F = jsx:decoder({fun(end_of_stream, State) -> lists:reverse(State) ;(Event, State) -> [Event] ++ State end, []}, [])

and an example from jsx_parser:

F = jsx:decoder({jsx_parser, event, []}, [])

options

the second, mystery, argument seen above is a proplist of options used to configure the parser. currently there are only three possible options:

comments

possible values are true or false, the default is false. this allows c style comments in the json input stream in between any pair of events.

escaped_unicode

possible values are ascii, unicode or none. default is codepoint. this option handles how json unicode escapes are handled. you know, those \uXXXX things. none doesn't do anything with them, leaving them in the string intact. ascii will convert any that represent ascii codepoints (including control characters) into their corresponding codepoint and treats all other escapes as none. codepoint will convert any that represent any unicode codepoint into it's corresponding codepoint and leave unicode non-characters as strings. because json is silly, it will also attempt to convert utf16 surrogates encoded as json escapes into the correct codepoints. codepoint codepoint codepoint.

encoding

possible values are utf8, utf16, {utf16,little}, utf32, {utf32,little} and auto. default is auto. this just forces the parser to attempt to interpret the json as the chosen encoding. auto will autodetect the encoding.

events

the things the parser emits to your callback function.

start_array, start_object, end_array, end_object

these denote [, {, ] and } respectively.

{key, [Codepoints]}
{string, [Codepoints]}
{integer, [Codepoints]}
{float, [Codepoints]}

keys, strings, integers and floats are all returned as lists of unicode codepoints. if your json input is ascii, these are identical to erlang strings. otherwise, they can have non-printable characters in them and should be handled with the unicode module in the stdlib. if your input is utf8, occaisonally you can get lists which appear to be valid latin-1, this is just coincidence.
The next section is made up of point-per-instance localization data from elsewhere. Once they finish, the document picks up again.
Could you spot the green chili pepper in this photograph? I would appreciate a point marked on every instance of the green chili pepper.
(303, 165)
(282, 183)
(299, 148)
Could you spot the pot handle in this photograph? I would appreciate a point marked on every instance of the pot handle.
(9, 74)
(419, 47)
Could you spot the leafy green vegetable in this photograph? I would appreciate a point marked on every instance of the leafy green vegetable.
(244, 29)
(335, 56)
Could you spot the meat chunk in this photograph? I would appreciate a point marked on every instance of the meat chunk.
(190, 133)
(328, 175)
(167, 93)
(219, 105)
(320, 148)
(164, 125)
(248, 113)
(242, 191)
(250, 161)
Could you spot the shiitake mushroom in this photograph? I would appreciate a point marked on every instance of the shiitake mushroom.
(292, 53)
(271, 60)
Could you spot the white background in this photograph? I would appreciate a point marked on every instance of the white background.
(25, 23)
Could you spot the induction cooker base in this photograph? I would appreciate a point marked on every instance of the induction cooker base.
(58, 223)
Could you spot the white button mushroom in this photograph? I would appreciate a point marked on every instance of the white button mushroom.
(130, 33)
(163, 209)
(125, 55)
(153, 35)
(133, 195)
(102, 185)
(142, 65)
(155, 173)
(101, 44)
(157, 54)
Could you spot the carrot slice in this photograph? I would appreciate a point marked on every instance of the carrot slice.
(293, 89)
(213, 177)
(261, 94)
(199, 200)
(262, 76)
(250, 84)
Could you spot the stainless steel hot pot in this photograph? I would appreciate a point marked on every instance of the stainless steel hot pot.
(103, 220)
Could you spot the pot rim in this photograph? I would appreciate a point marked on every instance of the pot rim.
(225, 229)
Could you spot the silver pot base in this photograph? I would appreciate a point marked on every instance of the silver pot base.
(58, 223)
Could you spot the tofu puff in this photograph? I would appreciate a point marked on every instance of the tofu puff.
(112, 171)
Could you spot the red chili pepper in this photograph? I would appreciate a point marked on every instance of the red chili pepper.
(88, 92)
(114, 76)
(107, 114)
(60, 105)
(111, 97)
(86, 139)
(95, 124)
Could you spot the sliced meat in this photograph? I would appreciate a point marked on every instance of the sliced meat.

floats and integers are always ascii printable, and should always be passable to erlang:list_to_float and erlang:list_to_integer, respectively.

{literal, true}
{literal, false}
{literal, null}

atoms representing the json boolean values. (and null, javascript is terrible).

end_of_stream

the json stream has been successfully parsed completely.

incremental parsing

jsx is a stream parser. it can parse partial json input:

6. F = jsx:decoder().
#Fun<jsx.2.95981374>
7. {_, G} = F(<<"[ tr">>).
{incomplete,#Fun<jsx_utf8.35.98972787>}
8. {_, H} = G(<<"ue ]">>).
{[start_array,{literal,true},end_array],
 #Fun<jsx_utf8.3.21708423>}

even upon returning a value, the parser still returns a new decoder that can be called on subsequent input in the stream:

9. H(<<"   ">>).
{[start_array,{literal,true},end_array],
 #Fun<jsx_utf8.3.21708423>}

this can be used to make sure the tails of json input are clean or when parsing naked json numbers:

10. {_, I} = F(<<"1">>).
{[{integer,"1"}],#Fun<jsx.3.78701932>}
11. {_, J} = I(<<"2">>).
{[{integer,"12"}],#Fun<jsx_utf8.23.42619789>}
12. J(<<"3">>).
{[{integer,"123"}],#Fun<jsx_utf8.23.3431536}

notes

yes, jsx parses naked (unwrapped) json values. that doesn't mean you need to accept naked json values as valid json. just make sure any value is preceded, at some point, but either start_array or start_object.